We are all aware of the seriousness of the situation and of what is at stake.
Of course, the control of the State aid given to the banks under restructuring is not the only task to overcome the consequences of the financial crisis.
The financial sector must be oriented – first and foremost – towards its core function of meeting the financing needs of firms and households.
To this end, the Commission is in the process of changing the regulatory landscape for the financial industry.
Recent steps include, among others, the proposals on capital requirements – the so-called CRD IV – and the European Market Infrastructure Regulation, or EMIR.
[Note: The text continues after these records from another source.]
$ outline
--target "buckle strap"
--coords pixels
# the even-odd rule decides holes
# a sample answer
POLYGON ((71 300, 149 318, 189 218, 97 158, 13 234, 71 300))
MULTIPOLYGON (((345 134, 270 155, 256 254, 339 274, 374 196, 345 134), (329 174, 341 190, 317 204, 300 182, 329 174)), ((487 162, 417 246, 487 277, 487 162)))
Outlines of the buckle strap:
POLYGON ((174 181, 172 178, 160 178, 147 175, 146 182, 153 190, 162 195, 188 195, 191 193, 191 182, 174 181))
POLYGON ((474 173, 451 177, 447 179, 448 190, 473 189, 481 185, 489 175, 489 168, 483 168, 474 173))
President Barroso also announced a proposal for a tax on financial transactions in last week’s State of the Union speech to the European Parliament. ...
The Commission's work has reduced the amount of taxpayers’ money that has gone to financial institutions and has addressed the moral-hazard issue.
Since October 2008, under the crisis regime, we have taken restructuring decisions on 25 banks and we have seen the orderly liquidation of 11 more. The only negative decision we had to take involved a small Portuguese bank.
At present, we are working on restructuring plans for another 21 banks and we cannot exclude that this number could grow in the near future.
The emergency package to rescue and restructure banks is temporary by definition. As soon as the crisis is over, the exceptional rules will disappear – and the sooner, the better.
I have said many times that, when market conditions improved, we would replace the crisis rules with the new rescue and restructuring measures that we have been preparing for some time now.
Only a few months ago, we hoped we could make the switch at the end of this year; we were ready for it. Unfortunately, the conditions on the markets have deteriorated again and it would no longer be safe to press ahead with that plan.
I will therefore propose to the College to extend into 2012 the crisis State aid rules for banks. Let's hope that in the next year we will be able to come back to a normal regime of State Aid in this domain.
And in the meantime, let's hope that markets will calm down; that banks will resume lending to the real economy; that growth will take again a sustainable path; that new jobs will be created again; and that the taxpayers will recover the resources they have been obliged to put on the table to prevent an even worse crisis.
- Suspended plans to end crisis rules
- Promised to explain why taxpayer money was needed then did not explain
- Intends to proceed with a catastrophic tax on financial transactions (For details, please see Europe Plans to Tax Stock and Bond Transactions .1%, Derivatives .01% Despite US Objections; Expect More Crashes Should it Pass)
- Is operating on a policy of "hoping markets calm down"
- Admits 21 banks need restructuring (Which of course means the true number is well above that. I won't even bother to guess.)
- Hopes taxpayers will recover losses when it is 100% guaranteed they won't
The most galling of all is this blatant lie "The Commission's work has reduced the amount of taxpayers’ money that has gone to financial institutions and has addressed the moral-hazard issue."
If that is not enough to make you puke, nothing is.